Les facteurs de risque vasculaire
Traiter les principaux facteurs de risque : hypertension artérielle, diabète, cholestérol. Arrêter de fumer. Adopter de bonnes règles d'hygiène alimentaire : régime équilibré, limiter le sel, le sucre et les graisses.
Un AVC peut survenir à tout âge : si l'âge moyen de survenue est de 74 ans, 25 % des patients ont moins de 65 ans et 10 % moins de 45 ans. D'ailleurs, le nombre d'AVC affectant des personnes jeunes a augmenté de manière significative ces dernières années.
AVC INEXPLIQUÉ (CRYPTOGÉNIQUE)
Dans certains cas, malgré les examens réalisés pendant le séjour à l'hôpital, la cause d'un AVC ne peut pas être déterminée. C'est ce qu'on appelle un AVC « cryptogénique » ou un AVC de cause inconnue. On estime que 25 à 30 % des AVC ischémiques sont cryptogéniques ou inexpliqués1.
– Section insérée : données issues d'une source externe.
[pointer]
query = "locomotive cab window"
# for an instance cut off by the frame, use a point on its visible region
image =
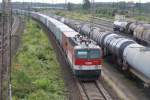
(88, 54)
(83, 54)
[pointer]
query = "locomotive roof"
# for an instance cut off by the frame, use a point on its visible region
(82, 45)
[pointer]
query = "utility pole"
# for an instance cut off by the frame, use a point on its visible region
(5, 51)
(92, 17)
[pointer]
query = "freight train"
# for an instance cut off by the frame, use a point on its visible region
(131, 57)
(139, 30)
(83, 54)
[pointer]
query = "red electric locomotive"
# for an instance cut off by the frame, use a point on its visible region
(84, 56)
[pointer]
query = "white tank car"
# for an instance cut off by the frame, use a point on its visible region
(138, 57)
(120, 25)
(127, 50)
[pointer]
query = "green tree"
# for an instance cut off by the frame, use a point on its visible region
(69, 6)
(86, 4)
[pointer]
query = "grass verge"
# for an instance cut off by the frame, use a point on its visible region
(36, 74)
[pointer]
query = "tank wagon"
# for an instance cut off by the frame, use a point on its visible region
(140, 31)
(131, 57)
(83, 55)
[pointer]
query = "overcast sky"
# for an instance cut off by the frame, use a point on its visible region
(76, 1)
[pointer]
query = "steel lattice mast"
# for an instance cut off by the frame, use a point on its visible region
(5, 50)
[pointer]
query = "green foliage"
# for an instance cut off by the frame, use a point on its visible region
(36, 74)
(86, 4)
(69, 6)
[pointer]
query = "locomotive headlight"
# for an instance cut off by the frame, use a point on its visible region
(80, 67)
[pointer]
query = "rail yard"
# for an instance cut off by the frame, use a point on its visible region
(69, 51)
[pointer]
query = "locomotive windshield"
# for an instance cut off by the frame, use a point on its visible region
(88, 54)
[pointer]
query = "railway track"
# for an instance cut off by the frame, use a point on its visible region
(93, 91)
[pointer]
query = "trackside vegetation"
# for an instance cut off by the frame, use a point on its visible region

Quels sont les organes impliqués ? Le cerveau , la glande surrénale et l"hypophyse sont au centre de la réaction au stress .
Est-ce qu'un choc émotionnel peut provoquer un AVC ? Les chocs psychologiques et affectifs sont lourds de conséquences, tant au niveau physiologique, physique ou mental. L'intensité du stress induit par l'état de choc est un facteur qui augmente le risque d'accident vasculaire cérébrale (AVC).
Le stress est de plus en plus reconnu comme un déclencheur de la maladie cardiaque. Un stress élevé et prolongé peut être associé à : Une augmentation des taux de cholestérol. Une augmentation de la pression artérielle.